Магдана схватила висячий замок, вышла на улицу и заперла дверь.
VIII
Озадаченная неожиданным получением денег, Магдана всячески старалась припомнить сон, который она видела, и казалось ей, что действительно приснился ей какой-то мальчик с золотой головкой, который щекотал и все завертывал ее в какие-то красненькие лоскутки. Погруженная в розовые мечты и соображения, тихо и задумчиво шла она к заутрене, поднялась, придерживая платье, на монастырскую лестницу и медленно обходила угол старинной церкви, чтоб попасть в ту дверь, куда обыкновенно входят одни только женщины. Головы молящихся в ограде обернулись, и если бы Магдана не была так занята своими деньгами, то увидала бы она, с каким изумлением один молодой грузин посмотрел ей в лицо и отступил, чтоб дать ей дорогу. Магдана остановилась перед порогом западных дверей и стала перетягивать чадру, чтобы ловчее подобрать ее. Ярко-розовый свет косвенных лучей зари озолотил в это время нижний овал лица ее. Бледный лоб, темные брови и черные глаза ее вместе с поднятыми ресницами ушли в тень накинутой чадры, тогда как рдеющие уста, казалось, дышали всей свежестью весеннего утра. Не заметив ни одного взгляда, брошенного на нее, Магдана набожно перекрестилась, вошла в церковь, и белая чадра ее смешалась там с другими чадрами.
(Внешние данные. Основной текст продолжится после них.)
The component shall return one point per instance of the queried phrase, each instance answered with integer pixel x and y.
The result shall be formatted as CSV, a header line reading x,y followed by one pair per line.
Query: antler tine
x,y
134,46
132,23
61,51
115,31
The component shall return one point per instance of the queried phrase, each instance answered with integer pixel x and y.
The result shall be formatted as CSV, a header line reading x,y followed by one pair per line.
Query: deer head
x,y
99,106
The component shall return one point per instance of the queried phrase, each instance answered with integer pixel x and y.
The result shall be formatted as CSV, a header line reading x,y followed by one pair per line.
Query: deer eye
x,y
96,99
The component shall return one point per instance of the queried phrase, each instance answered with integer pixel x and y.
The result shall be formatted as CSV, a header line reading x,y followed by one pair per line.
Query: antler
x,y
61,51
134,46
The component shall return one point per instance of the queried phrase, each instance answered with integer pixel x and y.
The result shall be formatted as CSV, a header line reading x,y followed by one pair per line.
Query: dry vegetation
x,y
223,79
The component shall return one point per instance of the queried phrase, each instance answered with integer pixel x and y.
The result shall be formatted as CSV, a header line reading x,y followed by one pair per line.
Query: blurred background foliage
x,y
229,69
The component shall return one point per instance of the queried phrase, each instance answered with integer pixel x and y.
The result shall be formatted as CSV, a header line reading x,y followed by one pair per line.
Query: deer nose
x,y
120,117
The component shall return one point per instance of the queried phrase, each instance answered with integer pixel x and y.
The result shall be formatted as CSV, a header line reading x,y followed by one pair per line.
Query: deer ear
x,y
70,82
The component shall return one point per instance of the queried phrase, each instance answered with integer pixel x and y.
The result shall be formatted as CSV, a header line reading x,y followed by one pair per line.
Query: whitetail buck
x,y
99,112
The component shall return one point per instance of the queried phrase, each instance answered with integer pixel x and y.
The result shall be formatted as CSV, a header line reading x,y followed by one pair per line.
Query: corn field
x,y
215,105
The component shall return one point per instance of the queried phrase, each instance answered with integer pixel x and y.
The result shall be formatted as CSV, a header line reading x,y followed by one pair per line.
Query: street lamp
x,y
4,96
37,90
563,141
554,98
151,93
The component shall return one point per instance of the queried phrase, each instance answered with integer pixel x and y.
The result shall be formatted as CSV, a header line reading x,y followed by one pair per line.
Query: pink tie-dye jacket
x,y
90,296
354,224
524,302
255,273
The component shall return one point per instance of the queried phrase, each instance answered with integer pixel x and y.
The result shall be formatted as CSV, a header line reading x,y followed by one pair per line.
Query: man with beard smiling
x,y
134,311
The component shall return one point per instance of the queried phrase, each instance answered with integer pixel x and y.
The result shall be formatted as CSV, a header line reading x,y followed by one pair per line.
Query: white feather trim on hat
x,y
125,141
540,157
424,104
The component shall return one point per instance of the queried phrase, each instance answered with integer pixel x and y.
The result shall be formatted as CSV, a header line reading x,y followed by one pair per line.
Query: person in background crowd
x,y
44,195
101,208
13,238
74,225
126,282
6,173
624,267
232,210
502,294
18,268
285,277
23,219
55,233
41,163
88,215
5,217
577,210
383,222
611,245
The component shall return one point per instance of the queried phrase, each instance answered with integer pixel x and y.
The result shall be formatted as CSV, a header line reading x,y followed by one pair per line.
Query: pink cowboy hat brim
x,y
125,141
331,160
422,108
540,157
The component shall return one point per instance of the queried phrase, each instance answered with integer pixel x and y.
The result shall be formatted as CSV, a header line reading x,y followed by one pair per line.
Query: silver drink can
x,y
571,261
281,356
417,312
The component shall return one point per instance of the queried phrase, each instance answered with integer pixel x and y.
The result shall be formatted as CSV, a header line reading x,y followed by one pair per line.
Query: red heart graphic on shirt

Уста Магданы шептали молитву, а слабая голова была занята полученными деньгами. И нечего говорить, что на обратном пути из монастыря Магдана уже все обдумала; так по крайней мере казалось ей.
Зайдет она к Евтимии, которая живет не так далеко; пошлют они за портным, тот, пожалуй, приведет купца, а пожалуй, и сам купит все, что следует; или вот: если пойдут ее соседки в Темный Ряд, она попросит их взять ее с собой, и там надо будет ей купить розового атласу, позументик, два аршина лент и проч. и проч., во всем надо положиться на совет Евтимии; она же когда-то жила у одного александропольского купца, стало быть, она все знает, где что взять и как лучше сделать, чтоб не так было дорого; кое-что надо будет и самой сметать. Ну, что ж! если много будет работы, она кого-нибудь позовет и даже угостит. Надо будет только купить изюму, сарацинского пшена, сыра и масла; да еще надо бы и белил купить к святой неделе.
Вот какую кутерьму подняли десять рублей в голове хорошенькой грузинки, никогда еще не видавшей денег более четырех абазов или четырех двугривенных.
Бабушка Назо так была огорчена тем, что Магдана заперла ее, что принялась хныкать, похныкала да и заснула. Магдана только что пришла от заутрени, опрокинула кувшин, вскочила на тахту, сброшенной чадрой покрыла спящую старуху и засунула руку под войлок. "Тут!" – сказала она, усаживаясь, и принялась вторично думать да передумывать, куда ей девать так много денег.
IX
Тетка Шушана узнала стороной, что муж Магданы за каким-то делом ушел в Кахетию, и рассудила, что на другой же день племянница посетит ее и расскажет ей подробно, зачем это Арютюн ушел в Кахетию. В этом она была совершенно уверена. Но вот уж и великий четверток прошел, вот уж и страстная неделя к концу идет, а Магданы все нет как нет. «Уж не больна ли она? – подумала Шушана.– Хоть бы ребенка родила; а то и этого-то не дает ей бог! Ну, что, зачем я теперь пойду к ней? Вишь, тащись к ней на гору! У меня своя семья»,– рассуждала Шушана и не ради родственного участия, а просто так, сама не зная почему, каждмй день ждала Магдану. Шушана чувствовала потребность наставлять ее во всех случаях жизни и даже изредка ей покровительствовать; с ее же стороны ждалаона по крайней мере вечной благодарности. Шушана рассчитывала, что отлучка мужа непременно заставит упрямую Магдану если не обратиться к ней за каким-нибудь советом, то по крайней мере, приходить, из нужды, обедать к ней. Можете же вообразить, как была она недовольна тем, что Магдана к ней и носу не кажет. И вот послала она к ней внука, старшего сынишку своего Михаки, звать Магдану к себе разговляться после ранней обедни в первый день праздника.